Austin, TX - Riverside

Watching live music is to entrance oneself in the craft of well trained experts. A note-steady drummer, a pitch-perfect singer, a guitarist sliding up the neck nailing every chord along the way. The scarcity of supremely talented musicians makes each experience fulfilling and unique. Behind the performance— hours of honing the craft.

And what of the musicians who are not musicians at all? Who spend no time looking at scales or sheet music and instead spend that time swiping at air in polyester costumes. For those, we have air guitar. Specifically the annual Austin air guitar regional competition at the Jackalope on Riverside.

For one night a year, this astroturf lined, picnic table-laden, three-headed hydra of a bar is home to a group of misfits bonded together through “airness.” One competitor is dressed as a raven, another a wizard, a man doing mime stuff to a Lady Gaga song is dressed as, what can only be described as, Bar Mitzvah DJ core.

The Jackalope is the only appropriate setting for this hobby. Here, you can paint the arcade room with vomit and still be invited back to cover an air guitar competition for a blog.

Underscoring this year's competition: traumatic events of years past. Sarahmore, a staple of the Austin air guitar scene, took the stage last year, no guitar in hand, and leapt from a towering height of nearly two feet down to the carpeted grass below. Her knee buckled, clicked and then snapped under the weight of this epic competition. She’s back this year, with a surgically repaired knee, to judge and to serve as a warning for all competitors.

But Sarahmore’s warning falls on deaf knees. As some cosmic force grabs at each air guitarist. Urging them to dismount the stage and perform some acrobatic trick with no preparation or ability to do so. As if the stage dive was written into the entry form right next to the release of liability. Every time a competitor leaves the ground a whole bar winces in dread.

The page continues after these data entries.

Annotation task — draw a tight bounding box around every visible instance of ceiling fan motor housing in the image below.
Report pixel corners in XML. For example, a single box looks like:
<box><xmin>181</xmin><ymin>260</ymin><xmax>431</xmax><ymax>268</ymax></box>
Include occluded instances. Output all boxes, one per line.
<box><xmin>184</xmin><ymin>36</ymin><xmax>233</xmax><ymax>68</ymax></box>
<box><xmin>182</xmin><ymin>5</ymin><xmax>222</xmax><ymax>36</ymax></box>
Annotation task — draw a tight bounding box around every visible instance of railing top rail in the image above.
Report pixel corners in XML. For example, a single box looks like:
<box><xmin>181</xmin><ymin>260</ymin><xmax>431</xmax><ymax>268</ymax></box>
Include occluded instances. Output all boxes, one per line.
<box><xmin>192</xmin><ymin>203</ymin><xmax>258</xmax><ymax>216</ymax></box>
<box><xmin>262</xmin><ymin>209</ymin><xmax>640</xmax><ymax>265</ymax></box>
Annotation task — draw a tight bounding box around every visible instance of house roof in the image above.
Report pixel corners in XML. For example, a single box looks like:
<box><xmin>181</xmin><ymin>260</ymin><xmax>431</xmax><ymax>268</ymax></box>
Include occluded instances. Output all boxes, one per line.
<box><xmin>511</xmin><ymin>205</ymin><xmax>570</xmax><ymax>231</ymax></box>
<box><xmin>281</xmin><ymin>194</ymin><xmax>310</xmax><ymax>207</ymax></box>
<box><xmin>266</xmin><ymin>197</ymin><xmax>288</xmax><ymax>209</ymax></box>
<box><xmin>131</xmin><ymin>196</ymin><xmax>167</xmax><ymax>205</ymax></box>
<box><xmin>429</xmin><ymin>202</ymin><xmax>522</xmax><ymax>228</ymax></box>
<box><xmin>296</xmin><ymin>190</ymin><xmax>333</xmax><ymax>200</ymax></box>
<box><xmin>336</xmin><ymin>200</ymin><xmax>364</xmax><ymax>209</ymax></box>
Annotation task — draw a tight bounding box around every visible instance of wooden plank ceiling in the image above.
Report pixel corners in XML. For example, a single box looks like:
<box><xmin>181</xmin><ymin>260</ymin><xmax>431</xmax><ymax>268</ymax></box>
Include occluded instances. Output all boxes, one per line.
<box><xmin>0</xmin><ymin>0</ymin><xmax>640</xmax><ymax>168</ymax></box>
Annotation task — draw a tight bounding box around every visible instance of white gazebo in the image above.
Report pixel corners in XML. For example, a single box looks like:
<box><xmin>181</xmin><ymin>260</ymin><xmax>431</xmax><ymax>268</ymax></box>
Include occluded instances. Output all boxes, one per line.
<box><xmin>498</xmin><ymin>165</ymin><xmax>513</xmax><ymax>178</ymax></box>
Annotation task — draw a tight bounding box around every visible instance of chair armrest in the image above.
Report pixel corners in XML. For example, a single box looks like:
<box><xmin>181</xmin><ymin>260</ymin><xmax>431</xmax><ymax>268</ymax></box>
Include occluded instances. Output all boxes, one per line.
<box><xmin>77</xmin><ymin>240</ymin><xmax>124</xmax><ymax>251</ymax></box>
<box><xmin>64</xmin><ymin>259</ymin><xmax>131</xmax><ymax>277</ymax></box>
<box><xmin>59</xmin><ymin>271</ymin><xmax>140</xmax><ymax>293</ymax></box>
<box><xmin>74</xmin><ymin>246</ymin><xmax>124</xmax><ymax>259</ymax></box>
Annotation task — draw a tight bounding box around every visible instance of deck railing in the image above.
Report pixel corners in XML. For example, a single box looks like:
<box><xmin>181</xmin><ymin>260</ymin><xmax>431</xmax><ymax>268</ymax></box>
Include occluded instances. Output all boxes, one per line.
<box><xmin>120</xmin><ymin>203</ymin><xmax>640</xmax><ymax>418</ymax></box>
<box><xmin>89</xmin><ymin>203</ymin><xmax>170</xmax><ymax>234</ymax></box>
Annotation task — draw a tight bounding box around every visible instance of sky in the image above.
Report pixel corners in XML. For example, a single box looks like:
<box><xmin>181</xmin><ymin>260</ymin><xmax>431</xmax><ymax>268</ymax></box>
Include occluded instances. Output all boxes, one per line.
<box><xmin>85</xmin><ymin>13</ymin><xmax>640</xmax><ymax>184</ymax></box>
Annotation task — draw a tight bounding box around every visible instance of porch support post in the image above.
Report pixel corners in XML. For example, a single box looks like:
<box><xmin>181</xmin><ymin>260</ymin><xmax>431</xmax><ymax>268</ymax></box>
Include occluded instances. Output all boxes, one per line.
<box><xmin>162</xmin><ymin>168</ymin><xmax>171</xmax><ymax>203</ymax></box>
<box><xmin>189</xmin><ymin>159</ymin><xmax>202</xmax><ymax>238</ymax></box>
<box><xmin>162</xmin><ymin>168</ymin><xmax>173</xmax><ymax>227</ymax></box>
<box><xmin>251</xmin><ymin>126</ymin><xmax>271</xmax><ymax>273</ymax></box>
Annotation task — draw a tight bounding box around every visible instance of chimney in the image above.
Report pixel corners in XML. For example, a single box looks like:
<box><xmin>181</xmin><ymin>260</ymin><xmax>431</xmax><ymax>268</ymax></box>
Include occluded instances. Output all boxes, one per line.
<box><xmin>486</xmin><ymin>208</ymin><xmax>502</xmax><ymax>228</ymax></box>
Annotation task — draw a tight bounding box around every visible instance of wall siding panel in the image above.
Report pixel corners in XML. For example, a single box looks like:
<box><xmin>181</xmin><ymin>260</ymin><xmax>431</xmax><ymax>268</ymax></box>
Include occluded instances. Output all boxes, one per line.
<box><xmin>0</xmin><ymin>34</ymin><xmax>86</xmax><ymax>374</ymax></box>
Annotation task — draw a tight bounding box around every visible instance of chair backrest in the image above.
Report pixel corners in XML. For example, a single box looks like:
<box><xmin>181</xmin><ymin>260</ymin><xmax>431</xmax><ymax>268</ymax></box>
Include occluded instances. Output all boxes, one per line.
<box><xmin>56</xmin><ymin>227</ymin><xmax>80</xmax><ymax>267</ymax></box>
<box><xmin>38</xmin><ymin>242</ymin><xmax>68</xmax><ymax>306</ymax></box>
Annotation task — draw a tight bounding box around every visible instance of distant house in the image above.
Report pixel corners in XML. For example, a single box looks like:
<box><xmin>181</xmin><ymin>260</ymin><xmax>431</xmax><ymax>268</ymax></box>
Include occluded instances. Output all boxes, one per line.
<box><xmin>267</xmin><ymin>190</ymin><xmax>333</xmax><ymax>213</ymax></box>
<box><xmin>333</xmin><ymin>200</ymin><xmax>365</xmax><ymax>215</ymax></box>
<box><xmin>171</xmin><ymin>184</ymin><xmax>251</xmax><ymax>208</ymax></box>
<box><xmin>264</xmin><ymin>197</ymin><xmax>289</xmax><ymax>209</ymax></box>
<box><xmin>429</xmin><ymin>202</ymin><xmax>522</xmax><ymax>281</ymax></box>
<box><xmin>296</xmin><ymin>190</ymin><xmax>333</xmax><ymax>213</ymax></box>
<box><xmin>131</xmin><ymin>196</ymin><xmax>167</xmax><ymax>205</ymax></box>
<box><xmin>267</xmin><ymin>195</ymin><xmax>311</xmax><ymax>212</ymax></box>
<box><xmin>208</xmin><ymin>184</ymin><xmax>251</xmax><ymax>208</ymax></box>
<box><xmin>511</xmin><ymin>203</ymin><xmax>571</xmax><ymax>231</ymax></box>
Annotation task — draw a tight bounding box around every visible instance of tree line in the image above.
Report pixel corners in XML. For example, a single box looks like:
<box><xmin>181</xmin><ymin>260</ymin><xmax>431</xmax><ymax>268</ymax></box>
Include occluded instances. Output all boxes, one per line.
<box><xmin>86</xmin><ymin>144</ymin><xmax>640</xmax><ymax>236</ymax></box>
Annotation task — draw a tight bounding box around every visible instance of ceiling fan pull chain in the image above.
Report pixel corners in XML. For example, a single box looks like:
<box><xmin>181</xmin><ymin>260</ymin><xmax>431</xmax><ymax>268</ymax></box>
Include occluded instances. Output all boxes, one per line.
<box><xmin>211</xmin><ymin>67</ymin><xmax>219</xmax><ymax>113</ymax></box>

Just before the evening reaches its epic conclusion, I take the stage with the half time show band.

During my imaginary bass solo our rhythm guitarist jumps from the stage, clicks her heels and attempts an impromptu backflip which ends with her skidding face first across the floor, bloodying her face in the process. Improbably, she doesn’t miss a single note.

The judges thin the field, setting up a grudge match between Strumbledore and Cutie Patootie. The former is a mainstay of the scene. To get to nationals is to go through Strumbledore.

Patootie rocks the crowd with his first run. Forcing Strumbledore to bear it all. Stripping down from his signature wizard robe all the way to a pair of low coverage denim undies. With nothing but a painted grey beard and skimpy briefs he gyrates his way into an “air off.” A sudden death competition where only one can emerge.

With the crowd firmly on his side, Patootie’s final routine is a mirage of tongue lashing and arm swinging punctuated by the night's highest stage dive. Sarahmore nearly faints. And though his routine lacked anything even remotely resembling guitar, he is moving on to nationals. Some may call this the winner, but shirtless, soaked in Lone Star and splattered with ketchup he cuts a defeated picture.